On Friday, I had the opportunity to speak to the Human Resource Association of Greater New Haven. My sincere thanks to them for the invitation.
The group asked me to talk about various legal traps employers face in the hiring process and solutions to avoiding those issues. Here are some of the points we talked about.
- Don’t Ask Bad Interview Questions – This is, in some ways, the easiest area to fix. There are several types of questions that are (mostly) improper for employers to ask, such as, “Are you disabled?” or “Are you planning on having kids soon?”. I’ve talked about this before, but the key is to plan your questions ahead of time and know which areas to avoid.
- Train Your Managers – Now that you know which questions are proper or improper to ask, be sure to let your hiring supervisors who are doing many of these interviews what the rules are as well. Don’t assume that they will ask good questions. Provide some training to them to give them the do’s and don’ts in the hiring process.
- Check the I-9s. This is an area that can be overlooked, but it is important for employers to review the proper documentation at the time of an employee’s hire. New employees who forget their identification papers in the hopes that you’ll forget about it in a few days are cause for concern. Beyond that, be sure to keep your documentation on this or you’ll be susceptible to a government audit.
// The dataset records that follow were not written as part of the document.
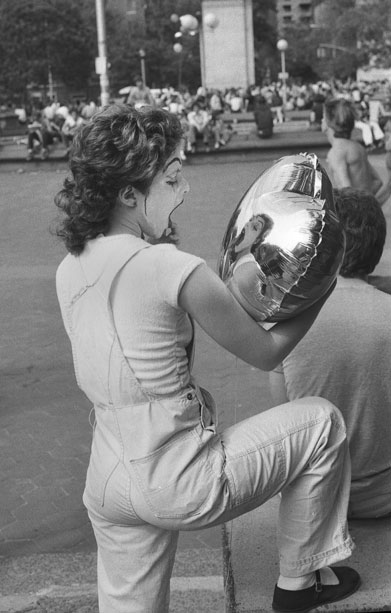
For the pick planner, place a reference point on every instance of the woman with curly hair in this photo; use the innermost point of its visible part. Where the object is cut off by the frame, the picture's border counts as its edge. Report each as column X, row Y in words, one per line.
column 158, row 463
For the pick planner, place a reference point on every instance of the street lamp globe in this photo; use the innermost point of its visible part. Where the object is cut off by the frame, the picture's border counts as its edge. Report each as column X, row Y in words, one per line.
column 282, row 44
column 211, row 21
column 188, row 22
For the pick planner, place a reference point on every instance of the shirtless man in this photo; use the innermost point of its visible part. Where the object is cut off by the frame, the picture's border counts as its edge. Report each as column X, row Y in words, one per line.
column 347, row 159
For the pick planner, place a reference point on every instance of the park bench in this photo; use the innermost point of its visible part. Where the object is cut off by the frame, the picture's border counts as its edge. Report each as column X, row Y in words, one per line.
column 243, row 124
column 251, row 563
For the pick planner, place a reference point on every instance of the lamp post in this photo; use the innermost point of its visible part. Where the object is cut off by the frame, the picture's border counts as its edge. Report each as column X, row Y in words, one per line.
column 142, row 55
column 101, row 60
column 178, row 48
column 282, row 46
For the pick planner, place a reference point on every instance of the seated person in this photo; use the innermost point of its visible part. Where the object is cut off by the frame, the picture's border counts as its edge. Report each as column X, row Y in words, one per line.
column 345, row 356
column 347, row 159
column 199, row 126
column 263, row 116
column 41, row 133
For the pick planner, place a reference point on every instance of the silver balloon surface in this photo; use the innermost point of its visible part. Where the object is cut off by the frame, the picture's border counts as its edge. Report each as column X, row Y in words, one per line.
column 284, row 244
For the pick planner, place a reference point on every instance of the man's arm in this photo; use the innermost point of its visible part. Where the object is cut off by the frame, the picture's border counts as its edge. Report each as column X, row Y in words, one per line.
column 381, row 191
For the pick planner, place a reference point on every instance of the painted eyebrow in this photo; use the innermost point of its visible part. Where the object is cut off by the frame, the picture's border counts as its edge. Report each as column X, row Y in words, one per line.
column 172, row 161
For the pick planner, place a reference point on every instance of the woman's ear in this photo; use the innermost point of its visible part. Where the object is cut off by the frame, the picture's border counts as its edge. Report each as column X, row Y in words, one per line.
column 127, row 196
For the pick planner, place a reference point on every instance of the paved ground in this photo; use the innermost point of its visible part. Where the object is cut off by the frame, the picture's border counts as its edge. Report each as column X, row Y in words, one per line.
column 47, row 550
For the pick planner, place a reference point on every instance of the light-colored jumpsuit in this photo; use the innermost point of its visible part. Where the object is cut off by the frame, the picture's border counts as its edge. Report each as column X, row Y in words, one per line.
column 158, row 464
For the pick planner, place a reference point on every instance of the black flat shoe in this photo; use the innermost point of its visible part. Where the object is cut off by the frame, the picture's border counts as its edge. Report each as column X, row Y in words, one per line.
column 301, row 601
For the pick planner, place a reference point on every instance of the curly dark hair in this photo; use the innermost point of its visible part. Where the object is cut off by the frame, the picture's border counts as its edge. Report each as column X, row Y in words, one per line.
column 118, row 148
column 364, row 224
column 340, row 115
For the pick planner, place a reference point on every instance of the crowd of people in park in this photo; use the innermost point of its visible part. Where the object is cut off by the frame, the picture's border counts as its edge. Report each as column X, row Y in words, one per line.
column 207, row 115
column 159, row 464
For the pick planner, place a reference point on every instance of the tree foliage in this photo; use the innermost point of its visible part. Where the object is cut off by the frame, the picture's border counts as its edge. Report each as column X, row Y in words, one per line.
column 36, row 35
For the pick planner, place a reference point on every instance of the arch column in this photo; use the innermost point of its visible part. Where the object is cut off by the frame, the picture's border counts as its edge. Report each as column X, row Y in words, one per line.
column 227, row 51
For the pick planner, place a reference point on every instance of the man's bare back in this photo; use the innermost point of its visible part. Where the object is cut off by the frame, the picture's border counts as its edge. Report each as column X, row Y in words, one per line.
column 349, row 166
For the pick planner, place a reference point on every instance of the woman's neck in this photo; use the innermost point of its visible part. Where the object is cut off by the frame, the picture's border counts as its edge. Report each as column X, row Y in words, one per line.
column 124, row 221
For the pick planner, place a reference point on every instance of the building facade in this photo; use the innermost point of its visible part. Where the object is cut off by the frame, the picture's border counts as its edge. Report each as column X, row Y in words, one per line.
column 294, row 12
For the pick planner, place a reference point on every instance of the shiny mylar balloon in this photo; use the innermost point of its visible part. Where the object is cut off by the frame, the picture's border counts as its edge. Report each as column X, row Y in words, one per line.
column 284, row 243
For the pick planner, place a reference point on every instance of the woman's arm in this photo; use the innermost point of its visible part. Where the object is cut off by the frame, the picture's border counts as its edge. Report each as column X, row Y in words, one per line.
column 205, row 297
column 277, row 387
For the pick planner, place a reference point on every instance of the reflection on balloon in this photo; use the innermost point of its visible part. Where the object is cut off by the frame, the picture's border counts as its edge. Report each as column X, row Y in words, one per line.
column 284, row 244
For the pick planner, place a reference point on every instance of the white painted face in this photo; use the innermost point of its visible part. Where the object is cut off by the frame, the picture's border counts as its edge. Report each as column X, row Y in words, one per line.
column 166, row 192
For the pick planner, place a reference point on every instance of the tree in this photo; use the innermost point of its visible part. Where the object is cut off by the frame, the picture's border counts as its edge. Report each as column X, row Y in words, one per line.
column 36, row 35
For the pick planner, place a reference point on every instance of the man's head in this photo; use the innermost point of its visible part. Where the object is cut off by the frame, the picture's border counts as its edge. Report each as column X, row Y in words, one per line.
column 340, row 116
column 365, row 229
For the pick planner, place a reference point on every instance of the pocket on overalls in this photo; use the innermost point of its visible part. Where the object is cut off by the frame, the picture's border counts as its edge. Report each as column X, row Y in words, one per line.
column 176, row 480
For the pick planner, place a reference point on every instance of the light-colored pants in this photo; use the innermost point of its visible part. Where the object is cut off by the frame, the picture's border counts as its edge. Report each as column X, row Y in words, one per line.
column 299, row 449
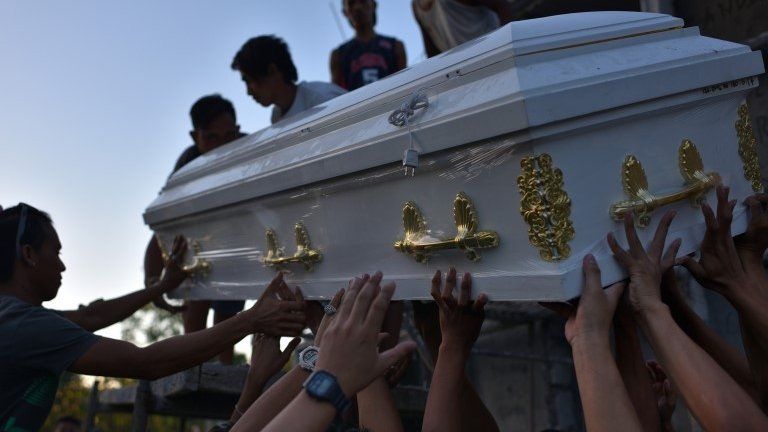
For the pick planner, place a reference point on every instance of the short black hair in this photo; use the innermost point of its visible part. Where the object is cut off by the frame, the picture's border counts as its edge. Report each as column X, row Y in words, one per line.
column 258, row 53
column 207, row 108
column 37, row 229
column 375, row 19
column 69, row 419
- Comply with FCRA. Do you use a third-party to do background checks on new hires? If so, be sure to follow the Fair Credit Reporting Act, which mandates certain documentation be provided to employees and certain procedures to be followed. I’ve talked about it in a prior post as well.
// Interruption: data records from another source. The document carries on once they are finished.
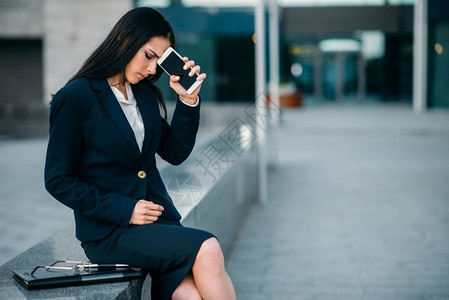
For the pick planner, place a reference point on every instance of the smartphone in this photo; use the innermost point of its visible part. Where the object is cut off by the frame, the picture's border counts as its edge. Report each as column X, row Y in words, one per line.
column 171, row 62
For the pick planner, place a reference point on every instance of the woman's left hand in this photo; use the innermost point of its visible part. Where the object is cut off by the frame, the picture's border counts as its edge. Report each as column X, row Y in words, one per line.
column 188, row 98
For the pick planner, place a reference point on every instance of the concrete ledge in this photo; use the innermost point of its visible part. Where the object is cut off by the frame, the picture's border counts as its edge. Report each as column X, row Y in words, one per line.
column 220, row 208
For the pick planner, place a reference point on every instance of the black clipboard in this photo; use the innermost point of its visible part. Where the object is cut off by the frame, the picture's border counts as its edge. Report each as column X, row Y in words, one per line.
column 43, row 278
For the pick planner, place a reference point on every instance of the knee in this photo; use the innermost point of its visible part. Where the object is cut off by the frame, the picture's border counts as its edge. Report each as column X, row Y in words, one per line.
column 210, row 257
column 186, row 293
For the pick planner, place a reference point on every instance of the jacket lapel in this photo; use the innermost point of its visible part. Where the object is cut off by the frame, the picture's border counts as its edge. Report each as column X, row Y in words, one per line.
column 112, row 107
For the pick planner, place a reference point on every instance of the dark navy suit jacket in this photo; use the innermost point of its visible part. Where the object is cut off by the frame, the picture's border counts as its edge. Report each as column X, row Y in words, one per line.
column 93, row 160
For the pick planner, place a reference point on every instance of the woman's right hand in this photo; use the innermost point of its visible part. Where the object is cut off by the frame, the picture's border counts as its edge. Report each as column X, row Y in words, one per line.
column 146, row 212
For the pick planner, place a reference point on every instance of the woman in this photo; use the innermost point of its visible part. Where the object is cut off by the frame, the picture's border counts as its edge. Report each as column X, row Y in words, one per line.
column 105, row 128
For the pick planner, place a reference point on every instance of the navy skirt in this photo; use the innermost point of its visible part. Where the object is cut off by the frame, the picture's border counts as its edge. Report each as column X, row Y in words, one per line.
column 166, row 249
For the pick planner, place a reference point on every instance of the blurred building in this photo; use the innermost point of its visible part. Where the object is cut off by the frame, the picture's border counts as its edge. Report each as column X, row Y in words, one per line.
column 336, row 51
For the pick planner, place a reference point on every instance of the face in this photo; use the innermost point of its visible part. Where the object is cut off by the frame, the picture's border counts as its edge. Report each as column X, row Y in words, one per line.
column 144, row 63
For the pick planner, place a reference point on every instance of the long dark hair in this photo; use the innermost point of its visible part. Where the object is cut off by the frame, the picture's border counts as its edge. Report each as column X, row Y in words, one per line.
column 129, row 34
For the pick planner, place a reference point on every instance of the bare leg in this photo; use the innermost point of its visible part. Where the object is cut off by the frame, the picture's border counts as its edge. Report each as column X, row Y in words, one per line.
column 209, row 273
column 186, row 290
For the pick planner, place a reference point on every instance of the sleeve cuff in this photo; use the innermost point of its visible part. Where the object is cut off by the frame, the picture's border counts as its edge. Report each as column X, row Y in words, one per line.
column 194, row 105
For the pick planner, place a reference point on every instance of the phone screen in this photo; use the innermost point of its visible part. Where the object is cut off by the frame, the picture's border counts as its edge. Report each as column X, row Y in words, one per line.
column 174, row 65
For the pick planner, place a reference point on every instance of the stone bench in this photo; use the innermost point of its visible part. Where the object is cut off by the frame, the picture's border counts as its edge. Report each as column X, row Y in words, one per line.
column 216, row 198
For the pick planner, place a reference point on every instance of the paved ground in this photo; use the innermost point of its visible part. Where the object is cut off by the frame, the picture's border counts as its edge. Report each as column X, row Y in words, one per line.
column 358, row 209
column 28, row 214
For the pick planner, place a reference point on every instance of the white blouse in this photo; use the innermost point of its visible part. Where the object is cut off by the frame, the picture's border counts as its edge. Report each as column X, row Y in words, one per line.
column 132, row 113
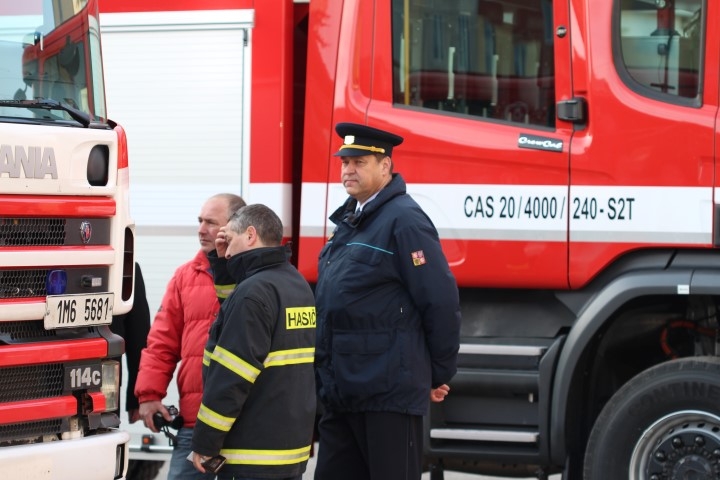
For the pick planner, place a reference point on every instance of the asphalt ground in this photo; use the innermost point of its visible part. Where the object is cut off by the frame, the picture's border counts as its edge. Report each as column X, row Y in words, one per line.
column 310, row 472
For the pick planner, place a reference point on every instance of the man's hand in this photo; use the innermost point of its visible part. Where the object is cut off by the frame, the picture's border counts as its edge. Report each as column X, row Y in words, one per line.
column 439, row 394
column 197, row 461
column 221, row 243
column 133, row 415
column 148, row 409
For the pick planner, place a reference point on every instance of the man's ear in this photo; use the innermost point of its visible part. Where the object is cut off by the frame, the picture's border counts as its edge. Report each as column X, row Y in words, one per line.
column 252, row 235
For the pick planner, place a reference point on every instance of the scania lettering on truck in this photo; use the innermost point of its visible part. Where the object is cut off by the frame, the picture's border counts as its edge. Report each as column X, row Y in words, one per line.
column 566, row 150
column 66, row 247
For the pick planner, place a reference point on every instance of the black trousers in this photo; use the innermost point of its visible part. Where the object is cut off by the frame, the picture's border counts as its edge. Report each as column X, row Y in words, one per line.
column 369, row 446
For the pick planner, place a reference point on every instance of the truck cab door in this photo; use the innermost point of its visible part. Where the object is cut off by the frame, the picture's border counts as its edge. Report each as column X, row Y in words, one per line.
column 472, row 86
column 642, row 161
- Implement Restrictive Covenants at Hiring. When you use restrictive covenants (such as non-solicitation provisions) for your key employees, be sure to have that paperwork done at the time of an offer, or, on the employee’s first day at work. While continued employment could be enough consideration in some agreements, making a new job contingent on the restrictive covenants is a near sure-fire way to make sure there is sufficient consideration. Some states, like Oregon, even mandate it in their laws.